To the Editor:
The other day, watching some replays of the March on Washington in 1963, I was telling my eldest daughter about how, when the bus I was on left Boston, I waved to my husband and my three little children, then three, four, and six, and I was not necessarily sure that I would ever see them again. After the fact, we know the March was peaceful. Before the fact, we did not know what might happen. My daughter asked me point blank, “Mom, why did you go?” and I answered spontaneously, ” Moral Indignation.”
Moral Indignation about the way people were being treated. Those circumstances required a response from me, one person among what turned out to be hundreds of others.

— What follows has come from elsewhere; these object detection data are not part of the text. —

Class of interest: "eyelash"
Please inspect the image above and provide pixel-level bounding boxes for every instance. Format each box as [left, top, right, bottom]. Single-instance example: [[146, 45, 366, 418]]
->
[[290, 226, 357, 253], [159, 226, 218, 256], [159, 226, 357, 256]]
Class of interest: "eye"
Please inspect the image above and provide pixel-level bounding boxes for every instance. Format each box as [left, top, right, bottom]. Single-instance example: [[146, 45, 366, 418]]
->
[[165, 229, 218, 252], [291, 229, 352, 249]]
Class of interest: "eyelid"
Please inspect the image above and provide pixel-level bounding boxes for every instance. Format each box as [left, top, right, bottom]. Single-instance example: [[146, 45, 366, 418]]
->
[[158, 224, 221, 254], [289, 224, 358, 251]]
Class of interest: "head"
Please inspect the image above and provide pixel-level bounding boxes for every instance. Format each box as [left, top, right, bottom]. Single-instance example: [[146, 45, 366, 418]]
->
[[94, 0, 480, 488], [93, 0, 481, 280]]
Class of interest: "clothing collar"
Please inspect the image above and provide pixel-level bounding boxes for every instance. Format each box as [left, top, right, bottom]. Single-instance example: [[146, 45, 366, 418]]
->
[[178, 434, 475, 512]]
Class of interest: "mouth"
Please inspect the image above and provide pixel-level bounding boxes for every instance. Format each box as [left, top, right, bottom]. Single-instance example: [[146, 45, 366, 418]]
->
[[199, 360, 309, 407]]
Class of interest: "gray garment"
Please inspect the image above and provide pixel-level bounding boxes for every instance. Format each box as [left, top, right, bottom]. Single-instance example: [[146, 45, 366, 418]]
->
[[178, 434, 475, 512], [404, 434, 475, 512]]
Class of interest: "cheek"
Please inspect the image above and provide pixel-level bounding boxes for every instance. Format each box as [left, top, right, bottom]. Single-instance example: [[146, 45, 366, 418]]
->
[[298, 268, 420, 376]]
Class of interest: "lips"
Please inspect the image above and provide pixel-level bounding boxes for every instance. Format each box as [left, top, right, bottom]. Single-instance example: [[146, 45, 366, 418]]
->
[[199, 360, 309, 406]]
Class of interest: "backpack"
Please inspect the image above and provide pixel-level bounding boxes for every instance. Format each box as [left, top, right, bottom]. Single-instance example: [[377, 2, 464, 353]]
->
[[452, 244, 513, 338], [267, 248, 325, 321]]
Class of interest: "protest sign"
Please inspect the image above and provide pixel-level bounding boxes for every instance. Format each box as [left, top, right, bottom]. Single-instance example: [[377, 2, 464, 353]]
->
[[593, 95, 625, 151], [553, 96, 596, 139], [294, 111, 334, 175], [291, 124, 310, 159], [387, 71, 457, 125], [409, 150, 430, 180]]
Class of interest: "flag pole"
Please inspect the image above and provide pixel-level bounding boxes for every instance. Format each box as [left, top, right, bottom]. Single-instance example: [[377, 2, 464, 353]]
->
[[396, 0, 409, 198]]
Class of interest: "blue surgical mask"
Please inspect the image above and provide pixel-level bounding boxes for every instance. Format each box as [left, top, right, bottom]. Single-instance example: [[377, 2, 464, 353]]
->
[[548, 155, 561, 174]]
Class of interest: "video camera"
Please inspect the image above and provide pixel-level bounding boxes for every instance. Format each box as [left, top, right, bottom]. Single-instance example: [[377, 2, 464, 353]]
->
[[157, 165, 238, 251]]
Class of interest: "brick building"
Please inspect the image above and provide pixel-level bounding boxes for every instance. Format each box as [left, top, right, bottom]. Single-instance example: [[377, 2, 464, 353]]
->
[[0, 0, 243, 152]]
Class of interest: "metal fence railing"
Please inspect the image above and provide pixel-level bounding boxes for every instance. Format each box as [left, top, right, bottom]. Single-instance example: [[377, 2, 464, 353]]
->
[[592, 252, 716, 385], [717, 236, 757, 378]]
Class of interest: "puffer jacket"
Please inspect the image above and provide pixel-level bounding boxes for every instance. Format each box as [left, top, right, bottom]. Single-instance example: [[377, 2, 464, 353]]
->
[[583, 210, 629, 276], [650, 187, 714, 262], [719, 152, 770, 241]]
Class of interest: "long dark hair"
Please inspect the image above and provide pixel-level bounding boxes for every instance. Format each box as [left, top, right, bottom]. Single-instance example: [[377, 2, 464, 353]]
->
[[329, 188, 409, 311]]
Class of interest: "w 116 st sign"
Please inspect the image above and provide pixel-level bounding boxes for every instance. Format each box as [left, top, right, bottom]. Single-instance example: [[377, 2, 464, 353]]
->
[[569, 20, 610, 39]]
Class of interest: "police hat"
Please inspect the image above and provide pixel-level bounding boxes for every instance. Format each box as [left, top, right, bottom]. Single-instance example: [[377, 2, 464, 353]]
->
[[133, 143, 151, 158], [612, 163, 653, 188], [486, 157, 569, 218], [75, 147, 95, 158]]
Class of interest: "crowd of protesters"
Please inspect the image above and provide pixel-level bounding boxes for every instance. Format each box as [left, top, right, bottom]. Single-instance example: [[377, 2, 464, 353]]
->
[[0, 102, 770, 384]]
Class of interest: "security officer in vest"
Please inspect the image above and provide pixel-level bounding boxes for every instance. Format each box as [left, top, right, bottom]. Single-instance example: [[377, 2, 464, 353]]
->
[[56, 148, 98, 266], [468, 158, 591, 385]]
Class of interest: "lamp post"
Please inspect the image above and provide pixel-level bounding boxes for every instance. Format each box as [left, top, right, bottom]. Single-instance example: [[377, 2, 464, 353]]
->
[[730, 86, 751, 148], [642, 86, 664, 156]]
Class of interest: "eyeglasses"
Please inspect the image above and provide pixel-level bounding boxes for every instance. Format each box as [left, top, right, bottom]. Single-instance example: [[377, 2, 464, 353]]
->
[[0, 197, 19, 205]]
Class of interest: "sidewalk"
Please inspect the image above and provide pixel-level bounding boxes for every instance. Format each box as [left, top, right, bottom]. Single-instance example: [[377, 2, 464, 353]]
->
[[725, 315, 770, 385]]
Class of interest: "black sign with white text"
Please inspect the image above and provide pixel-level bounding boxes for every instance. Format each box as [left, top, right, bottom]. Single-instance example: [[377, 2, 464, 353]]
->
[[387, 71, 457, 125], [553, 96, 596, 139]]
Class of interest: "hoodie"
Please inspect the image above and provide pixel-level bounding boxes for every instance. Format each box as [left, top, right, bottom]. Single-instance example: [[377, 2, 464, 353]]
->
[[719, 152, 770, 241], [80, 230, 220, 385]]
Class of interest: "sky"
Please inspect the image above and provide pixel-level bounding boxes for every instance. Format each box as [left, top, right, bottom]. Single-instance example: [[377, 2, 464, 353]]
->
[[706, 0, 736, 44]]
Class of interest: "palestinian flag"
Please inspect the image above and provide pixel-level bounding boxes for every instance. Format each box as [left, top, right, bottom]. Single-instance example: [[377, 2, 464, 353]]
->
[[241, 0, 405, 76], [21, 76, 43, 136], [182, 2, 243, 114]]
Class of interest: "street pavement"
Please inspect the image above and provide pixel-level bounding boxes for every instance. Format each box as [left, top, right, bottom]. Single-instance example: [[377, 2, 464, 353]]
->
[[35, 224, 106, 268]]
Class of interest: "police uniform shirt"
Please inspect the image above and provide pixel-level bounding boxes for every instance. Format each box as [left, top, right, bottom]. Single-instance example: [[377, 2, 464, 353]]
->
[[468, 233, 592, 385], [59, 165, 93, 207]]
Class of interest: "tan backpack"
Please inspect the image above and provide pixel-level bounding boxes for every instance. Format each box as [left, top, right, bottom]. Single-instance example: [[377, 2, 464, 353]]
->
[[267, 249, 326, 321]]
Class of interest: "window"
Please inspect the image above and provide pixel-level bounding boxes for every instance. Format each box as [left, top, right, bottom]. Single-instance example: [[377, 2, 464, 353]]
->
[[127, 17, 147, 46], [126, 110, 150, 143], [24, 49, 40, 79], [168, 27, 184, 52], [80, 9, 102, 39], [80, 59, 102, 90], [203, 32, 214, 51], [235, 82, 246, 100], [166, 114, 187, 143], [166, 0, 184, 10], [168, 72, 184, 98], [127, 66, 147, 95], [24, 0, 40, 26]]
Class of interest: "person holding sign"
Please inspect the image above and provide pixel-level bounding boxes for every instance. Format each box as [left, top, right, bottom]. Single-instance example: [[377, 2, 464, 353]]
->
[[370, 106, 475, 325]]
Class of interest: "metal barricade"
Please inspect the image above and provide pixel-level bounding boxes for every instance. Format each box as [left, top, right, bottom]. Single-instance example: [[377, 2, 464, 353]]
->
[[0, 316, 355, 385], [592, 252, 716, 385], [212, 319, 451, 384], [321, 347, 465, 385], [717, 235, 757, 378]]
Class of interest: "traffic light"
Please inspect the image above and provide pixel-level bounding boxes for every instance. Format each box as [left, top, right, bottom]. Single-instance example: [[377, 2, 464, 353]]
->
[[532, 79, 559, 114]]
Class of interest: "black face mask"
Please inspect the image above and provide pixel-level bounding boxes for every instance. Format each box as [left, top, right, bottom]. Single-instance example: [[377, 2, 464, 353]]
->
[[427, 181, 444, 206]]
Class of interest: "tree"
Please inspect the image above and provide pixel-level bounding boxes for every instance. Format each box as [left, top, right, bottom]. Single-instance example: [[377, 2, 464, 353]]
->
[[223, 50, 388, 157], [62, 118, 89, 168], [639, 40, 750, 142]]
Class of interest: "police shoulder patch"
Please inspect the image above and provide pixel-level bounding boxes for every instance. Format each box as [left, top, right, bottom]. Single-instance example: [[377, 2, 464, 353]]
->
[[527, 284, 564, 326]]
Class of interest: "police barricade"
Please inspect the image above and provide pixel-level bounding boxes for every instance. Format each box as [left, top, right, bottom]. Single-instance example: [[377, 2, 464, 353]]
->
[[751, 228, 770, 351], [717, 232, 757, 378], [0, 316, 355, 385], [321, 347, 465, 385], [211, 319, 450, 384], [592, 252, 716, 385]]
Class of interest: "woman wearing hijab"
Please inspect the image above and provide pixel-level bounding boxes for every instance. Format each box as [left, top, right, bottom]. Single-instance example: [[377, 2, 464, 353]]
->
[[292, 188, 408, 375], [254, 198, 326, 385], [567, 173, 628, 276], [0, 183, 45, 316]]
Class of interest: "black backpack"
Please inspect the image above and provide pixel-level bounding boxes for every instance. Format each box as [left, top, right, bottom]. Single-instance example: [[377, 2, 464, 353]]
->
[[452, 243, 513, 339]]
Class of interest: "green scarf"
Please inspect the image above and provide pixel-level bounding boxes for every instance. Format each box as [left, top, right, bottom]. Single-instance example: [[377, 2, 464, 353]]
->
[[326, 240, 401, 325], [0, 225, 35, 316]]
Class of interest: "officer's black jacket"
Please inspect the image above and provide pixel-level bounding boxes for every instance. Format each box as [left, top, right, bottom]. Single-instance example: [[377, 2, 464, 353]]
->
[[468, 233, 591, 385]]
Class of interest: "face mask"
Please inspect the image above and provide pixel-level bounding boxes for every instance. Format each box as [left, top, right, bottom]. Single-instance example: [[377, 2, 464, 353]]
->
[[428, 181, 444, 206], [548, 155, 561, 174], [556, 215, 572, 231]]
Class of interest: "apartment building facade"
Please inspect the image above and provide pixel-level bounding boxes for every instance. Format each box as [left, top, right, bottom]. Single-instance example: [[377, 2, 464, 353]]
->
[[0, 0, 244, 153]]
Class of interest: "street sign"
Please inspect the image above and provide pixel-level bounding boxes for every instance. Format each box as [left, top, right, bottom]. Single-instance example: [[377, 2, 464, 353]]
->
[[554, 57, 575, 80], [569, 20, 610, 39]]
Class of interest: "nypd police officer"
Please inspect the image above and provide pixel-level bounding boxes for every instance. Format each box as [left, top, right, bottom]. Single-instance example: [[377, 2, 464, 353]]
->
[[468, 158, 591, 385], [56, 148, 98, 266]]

Listening to John Kerry last week, I heard the same moral indignation. I also heard it when President Obama spoke the next day. I thank both of them for understanding and expressing the strong sense of moral indignation that the use of any chemical weapons should provoke in all of us.
Growing up in Holland, I heard horrible stories from my parents about the gas being used in the First World War. I experienced the German occupation in Holland during the Second World War and learned about the terrible atrocities perpetrated in the concentration camps. War is the most inhumane action used by human beings against each other. By now, 2013, there should be war no more. We know enough, we should have learned enough, to settle all our differences by other means.
But that is not the case. I fully support President Obama in his need and wish, in humanity’s need, to not let this use of chemical weapons go unchallenged and unpunished. I trust his judgement, savvy, and smarts to know what specific action to take. Just like in the March on Washington, we do not necessarily know what the consequences of such action may be, but our moral indignation has to be stronger than our fear of possible consequences.
The president carries a heavy burden. I hope and trust that the country in the final analysis will be with him and that we have not yet been so degraded by violence that there are no longer any limits left. Thank you, President Obama, for setting a strong moral compass.